Seasons
We tend to think of the year as something that splits into four distinct seasons. In my eyes, there are different ways of looking at it. You could say that there are four seasons, this idea works well enough for most modern day people. On the other hand; a season is really just a collection of happenings; the falling of the leaves, the coming of the rains.
These things are conditional on so many different factors, they tend to happen in a certain order, but not always on the same day in the calendar. The implications of these happenings can be so unique and broad, that I often wonder if there really are just four seasons.
The Calling Of The Buck
On September 11th, I heard the first buck calling for a mate. The rutting season began in the big valley. From my house, the call of the buck is distinct enough to be unmistakable, yet always remains far away on the eastern slopes. The bucks begin their calling just before sunset, stay up through the night, bellowing until after sunrise.
I saw deer, their scat and their tracks, until just before the first call. After the rut began, I saw no more deer, or any sign of them on this side of the big valley. Last year was the same. At some point, after the rut was over, they returned and resumed their browsing in the forests and scrub.
The big valley stretches from north to south, meaning that we on the western slopes see the first sun in the morning, and those on the eastern slopes see the last sun of the evening. The only theory that I have to go on is that the bucks feel compelled to begin their mating call as the sun goes down, the eastern slopes give the perfect view to the west and the setting sun, perhaps they flock to those areas for that reason.

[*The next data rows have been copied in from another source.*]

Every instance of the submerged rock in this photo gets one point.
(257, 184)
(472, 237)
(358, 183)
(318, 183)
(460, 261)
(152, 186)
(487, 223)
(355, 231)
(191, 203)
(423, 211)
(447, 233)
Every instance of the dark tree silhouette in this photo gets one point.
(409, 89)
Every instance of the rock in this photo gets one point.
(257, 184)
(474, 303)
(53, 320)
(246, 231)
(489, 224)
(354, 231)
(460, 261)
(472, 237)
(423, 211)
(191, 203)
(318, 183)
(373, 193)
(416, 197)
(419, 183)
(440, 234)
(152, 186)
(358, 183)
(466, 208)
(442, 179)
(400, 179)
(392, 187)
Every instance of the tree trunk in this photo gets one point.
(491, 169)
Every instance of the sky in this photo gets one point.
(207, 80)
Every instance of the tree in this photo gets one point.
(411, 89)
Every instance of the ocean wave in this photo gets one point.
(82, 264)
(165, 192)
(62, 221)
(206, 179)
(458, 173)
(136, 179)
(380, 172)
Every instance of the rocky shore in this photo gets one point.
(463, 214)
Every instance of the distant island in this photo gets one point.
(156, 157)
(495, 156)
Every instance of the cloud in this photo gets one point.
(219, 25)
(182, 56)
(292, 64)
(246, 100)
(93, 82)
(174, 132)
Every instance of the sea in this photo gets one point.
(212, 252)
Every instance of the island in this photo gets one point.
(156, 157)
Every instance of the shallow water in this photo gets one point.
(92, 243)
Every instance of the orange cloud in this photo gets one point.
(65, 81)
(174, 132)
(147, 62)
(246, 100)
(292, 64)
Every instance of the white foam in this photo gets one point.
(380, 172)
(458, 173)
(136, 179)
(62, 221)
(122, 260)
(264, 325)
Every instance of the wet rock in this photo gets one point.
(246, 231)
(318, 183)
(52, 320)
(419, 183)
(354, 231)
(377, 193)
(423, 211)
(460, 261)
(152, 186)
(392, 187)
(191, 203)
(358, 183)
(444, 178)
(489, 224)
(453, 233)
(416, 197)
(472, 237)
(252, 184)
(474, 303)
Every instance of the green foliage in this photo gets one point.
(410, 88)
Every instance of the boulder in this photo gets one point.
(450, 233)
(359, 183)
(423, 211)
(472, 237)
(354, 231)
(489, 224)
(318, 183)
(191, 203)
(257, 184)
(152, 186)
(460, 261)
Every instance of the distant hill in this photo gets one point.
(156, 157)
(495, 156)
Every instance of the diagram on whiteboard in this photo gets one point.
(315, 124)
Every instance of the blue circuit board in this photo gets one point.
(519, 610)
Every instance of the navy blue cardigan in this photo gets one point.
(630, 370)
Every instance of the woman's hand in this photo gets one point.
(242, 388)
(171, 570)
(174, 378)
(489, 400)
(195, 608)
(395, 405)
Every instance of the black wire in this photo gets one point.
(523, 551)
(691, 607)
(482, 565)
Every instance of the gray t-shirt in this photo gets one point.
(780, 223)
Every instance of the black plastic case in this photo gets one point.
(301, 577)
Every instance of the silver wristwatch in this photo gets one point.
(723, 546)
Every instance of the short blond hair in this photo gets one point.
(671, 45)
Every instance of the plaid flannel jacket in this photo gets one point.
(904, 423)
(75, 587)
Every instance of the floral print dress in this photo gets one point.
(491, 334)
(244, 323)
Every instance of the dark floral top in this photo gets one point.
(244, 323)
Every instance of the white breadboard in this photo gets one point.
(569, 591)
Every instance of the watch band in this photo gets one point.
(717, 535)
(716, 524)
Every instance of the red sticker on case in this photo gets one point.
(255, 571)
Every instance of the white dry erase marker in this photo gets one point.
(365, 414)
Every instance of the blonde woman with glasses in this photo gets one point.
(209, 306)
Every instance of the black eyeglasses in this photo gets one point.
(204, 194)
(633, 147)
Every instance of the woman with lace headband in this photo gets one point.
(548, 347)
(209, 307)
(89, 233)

There must be a moment for each buck, overcome by the need to call, to display his strength and his devotion. If he just so happens to be on the western slope of the valley (and since more often than not, a grazing animal will be facing upwards when standing on a hillside) he will see the sun, escaping beyond the ridge, he must call, so he follows the sun all the way to the top of the hill, and crosses into the next valley, where his calls cannot be heard from our house.
Meanwhile, on the eastern side of our valley, where the sun still touches the slope, another buck has made the same journey, but across a different ridge, and it is his morose cry that I hear. The grazing range near my house is left empty of browsing deer, it is second spring; the season known only to those who live without rain during the high summer, when the grass turns brown, but awakens again as the first rain re-graces the land.

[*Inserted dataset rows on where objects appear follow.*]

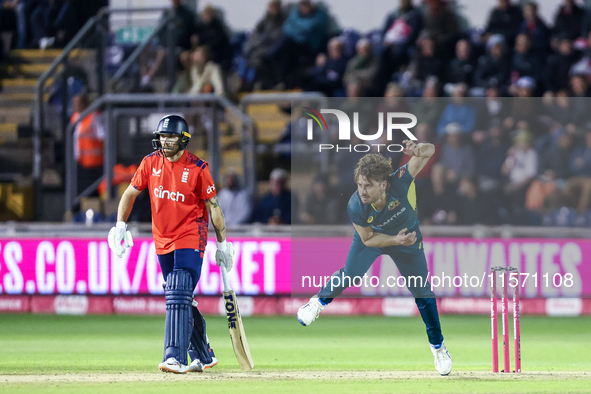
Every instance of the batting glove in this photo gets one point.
(117, 235)
(225, 255)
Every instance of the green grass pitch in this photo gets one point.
(120, 354)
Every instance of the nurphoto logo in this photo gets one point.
(344, 132)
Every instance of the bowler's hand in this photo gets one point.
(411, 148)
(117, 235)
(406, 239)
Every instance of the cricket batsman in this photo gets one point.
(181, 189)
(383, 211)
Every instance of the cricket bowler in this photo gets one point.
(383, 211)
(181, 189)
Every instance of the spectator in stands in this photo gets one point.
(265, 36)
(304, 33)
(577, 189)
(428, 108)
(439, 202)
(461, 68)
(327, 74)
(492, 110)
(456, 157)
(494, 68)
(206, 75)
(535, 27)
(399, 35)
(275, 207)
(210, 32)
(89, 135)
(491, 154)
(184, 27)
(426, 64)
(8, 25)
(505, 19)
(458, 111)
(568, 20)
(473, 207)
(556, 159)
(579, 87)
(520, 167)
(234, 201)
(362, 69)
(443, 26)
(559, 65)
(320, 207)
(526, 62)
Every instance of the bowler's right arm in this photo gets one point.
(377, 240)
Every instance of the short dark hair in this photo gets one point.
(374, 167)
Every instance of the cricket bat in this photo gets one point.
(235, 326)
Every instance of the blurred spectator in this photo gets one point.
(206, 75)
(461, 68)
(199, 74)
(578, 86)
(265, 36)
(473, 207)
(568, 20)
(558, 66)
(504, 19)
(458, 111)
(577, 189)
(557, 158)
(438, 203)
(304, 33)
(426, 64)
(520, 167)
(456, 157)
(580, 161)
(363, 68)
(8, 25)
(428, 108)
(491, 155)
(526, 62)
(275, 207)
(327, 75)
(494, 68)
(443, 25)
(492, 110)
(234, 201)
(320, 207)
(399, 34)
(89, 135)
(423, 134)
(535, 28)
(210, 31)
(184, 27)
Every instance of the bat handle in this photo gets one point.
(225, 278)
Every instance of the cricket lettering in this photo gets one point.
(230, 311)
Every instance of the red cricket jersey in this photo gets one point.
(177, 194)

Now the grasses and the shrubs may grow again, and are left to grow by the absent deer. This is not the Summer or the Autumn, but the Rut and the Second Spring; nuanced seasonal events or perhaps seasons in their own right.
Late Summer Grazing
It is at this time, after a long summer of grazing and dozing in the heft of our valley, that the sheep climb up from the forest and grass on our property to the house near the road, they are picky eaters, and as the days grow cooler, they are less inclined to laze about in the shady spots of the heft. They arrive at the house earlier each day, not content to go back to their pen.
For me — a shepherd — this is a season in its own right. It means that I must leave the valley and climb up and onto the mountainside with the ewes. Up there, we walk in the clouds, and there is so much to eat. There are six different types of scrub, but only two types of grass. There is mud and stones in plentiful supply, full of minerals to be licked. It's a nice place for the sheep to gorge themselves and barely leave a mark on the land, as long as we keep moving.

I did this for up to five hours per day, in order to ensure that the animals don't go hungry and remain healthy. That little season has now ended, partly because we are bogged down by heavy rains, but mostly because there is simply too much work to do on the farm to spend four or five hours off property each day. Now we buy hay for the sheep and I usually don't spend more than two hours shepherding in a day.
The Japanese have 24 seasons and 72 micro-seasons. Other cultures most probably have more than our 4 rigid seasons, which are so broad and general that they do very little to reflect the changes we observe on a day-to-day basis. At least those of us who live fairly close to nature.
There are indeed more seasons. When I lived on the land and not in the city, I thought more in moons. The moon of early spring, or the moon of middle autumn, or the moon of late winter when everyone is fed up with it and you crave fresh greens.